Sci-Fi comes to the Frontier
When the popularity of superhero comic books faded in the late 1940's, one of the genres that filled the void was Western comics. These All-American tales of sturdy cowboys, noble gunslingers and earnest Hollywood matinee stars dominated the newsstands for the next decade. Western comics typically kept their stories within the realm of believability, as these champions of the Old West encountered conflicts and threats that at least seemed authentic, even if historians didn't quite see it that way.

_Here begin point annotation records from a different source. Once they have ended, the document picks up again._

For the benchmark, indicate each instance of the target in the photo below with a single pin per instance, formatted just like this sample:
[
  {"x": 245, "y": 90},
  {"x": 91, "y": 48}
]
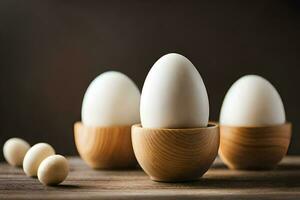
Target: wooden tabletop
[{"x": 218, "y": 182}]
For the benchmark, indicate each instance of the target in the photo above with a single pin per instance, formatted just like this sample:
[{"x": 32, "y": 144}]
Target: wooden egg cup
[
  {"x": 105, "y": 147},
  {"x": 254, "y": 148},
  {"x": 175, "y": 155}
]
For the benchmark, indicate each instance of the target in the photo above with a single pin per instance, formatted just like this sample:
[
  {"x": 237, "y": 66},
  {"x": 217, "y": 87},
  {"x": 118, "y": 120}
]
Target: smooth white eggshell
[
  {"x": 174, "y": 95},
  {"x": 252, "y": 101},
  {"x": 14, "y": 151},
  {"x": 34, "y": 156},
  {"x": 111, "y": 99},
  {"x": 53, "y": 170}
]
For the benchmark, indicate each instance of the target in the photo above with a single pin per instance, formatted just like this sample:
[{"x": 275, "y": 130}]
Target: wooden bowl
[
  {"x": 105, "y": 147},
  {"x": 175, "y": 155},
  {"x": 254, "y": 148}
]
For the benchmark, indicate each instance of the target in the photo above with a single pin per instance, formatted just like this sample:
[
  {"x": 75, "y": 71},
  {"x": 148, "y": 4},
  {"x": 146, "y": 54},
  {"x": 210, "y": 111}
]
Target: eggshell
[
  {"x": 53, "y": 170},
  {"x": 111, "y": 99},
  {"x": 14, "y": 151},
  {"x": 252, "y": 101},
  {"x": 34, "y": 156},
  {"x": 174, "y": 95}
]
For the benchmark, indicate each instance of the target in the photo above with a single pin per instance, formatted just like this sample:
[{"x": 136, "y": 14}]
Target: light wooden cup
[
  {"x": 105, "y": 147},
  {"x": 254, "y": 148},
  {"x": 175, "y": 155}
]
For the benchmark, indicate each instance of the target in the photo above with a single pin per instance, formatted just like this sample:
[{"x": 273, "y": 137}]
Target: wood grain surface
[
  {"x": 105, "y": 147},
  {"x": 254, "y": 147},
  {"x": 194, "y": 150},
  {"x": 217, "y": 183}
]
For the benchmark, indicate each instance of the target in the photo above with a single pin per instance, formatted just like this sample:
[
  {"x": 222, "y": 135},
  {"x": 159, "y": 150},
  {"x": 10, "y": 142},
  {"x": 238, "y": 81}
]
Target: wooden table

Despite their huge success, the exploding popularity of science fiction in the late 1950's forced most Western comics to ride off into the sunset, while the handful of stragglers that stuck around needed to make some rather drastic changes in order to survive. Instead of the traditional Old West threats of bullies, crooks, varmints, owlhoots and polecats, cowboy heroes now faced an almost endless parade of Atomic Age menaces!
KID COLT OUTLAW #107 (1962) finds Blaine Colt matching wits with a 30 ft. space explorer whose spaceship was knocked off course by a comet.
Another crashed spaceship brought the malevolent Living Totem to Earth, but he was soon conquered by Indian medicine men who then seal him in a cave. In RAWHIDE KID #22 (1961), the Totem was revived and resumed his goal of conquering Earth ... until Rawhide dispatched the none-too-agile creature by pushing him off a cliff.
It's a 19th century spin on King Kong on the cover of RAWHIDE KID #39 (1964), as the threat known simply as "The Ape" hoists a helpless Kid above what appears to be a ¾ scale Munchkin town.
The year before, our pal Tomahawk not only battled the giant gorilla threat of King Colosso ...
…but the double-crossing, bow-slinging Gorilla Ranger as well! Hold on…is that a costumed super-villain I see in the upper right-hand corner?
Yes, as you might have guessed, along with the science fiction fad came the resurgence of the superhero…which meant that Western heroes were soon "saddled" with their own "rogues' galleries" of costumed villains!
In TWO-GUN KID #77 (1965), our hero faced The Panther, who bore an uncanny resemblance to the Marvel's Black Panther character introduced almost a year later in Fantastic Four #52.
Over in another corner of the Old West, it's "Dr. Doom in a cowboy hat" as The Iron Mask made his first of many appearances in KID COLT #110 (1963). The rogue blacksmith's armor-encased body made him an especially difficult foe for a six-gun slingin' Kid to conquer.
The cover of KID COLT #116 (1964) featured the apparent double-threat of Doctor Danger and The Invisible Gunman. "Apparent" because the Invisible Gunman was actually a clever hoax combining magnetism and Doc's wily ventriloquism skills.
Next issue, the Kid took on the deadly boomerang of The Fat Man, who (like the Kingpin) made the claim that his enormous girth was "all muscle." Hence the name "Fatman."
Before his relocation to Brokeback Mountain in 2000, the straight-shootin' Rawhide Kid of the 1960's boasted the largest collection of costumed criminals this side of the Pecos. RAWHIDE KID #25 (1961) introduced The Bat, a standard bank robber who, incidentally, turned out to be the owner of the bank.
Not likely the inspiration for Edgar Allen Poe's haunting 1845 poem, The Raven used his boxing skills and bizarrely colored bird costume to strike…well, not fear, exactly ... but puzzled bemusement into the hearts of Red Rock's fair citizens, in RAWHIDE KID #35 (1963).
A few issues later slithered The Rattler, an acrobatic villain who would later menace Rawhide's colleague, the Two-Gun Kid.
No relation to the aforementioned Raven, a redheaded bank robber was given a special harness by a dying Navajo medicine man, which allowed him to glide on the wind as The Red Raven. After getting shot by the revenge-starved Red Raven, Rawhide was not only nursed back to health by the medicine man's son, but was given his own set of wings as well! After a surreal Old West air battle, a flying Rawhide Kid managed to wrestle the Red Raven to the ground! Don't believe me? Look it up in RAWHIDE KID #38 (1964).
Armed with guns that shot special "paralysis pellets," The Scorpion was actually a humiliated pharmacist who turned to a life of crime in RAWHIDE KID #57 (1967).
You can't help but wonder what might have happened if these assorted costumed criminals had combined their collective might into some sort of 19th Century Society of Super-Villains. Alas, we'll never know, since it was only a matter of years before the Western genre completely ran out of steam as the surviving titles became either reprint books or were canceled.
In fact, I can't think of a better book to add to my "Back Issues to Buy" list.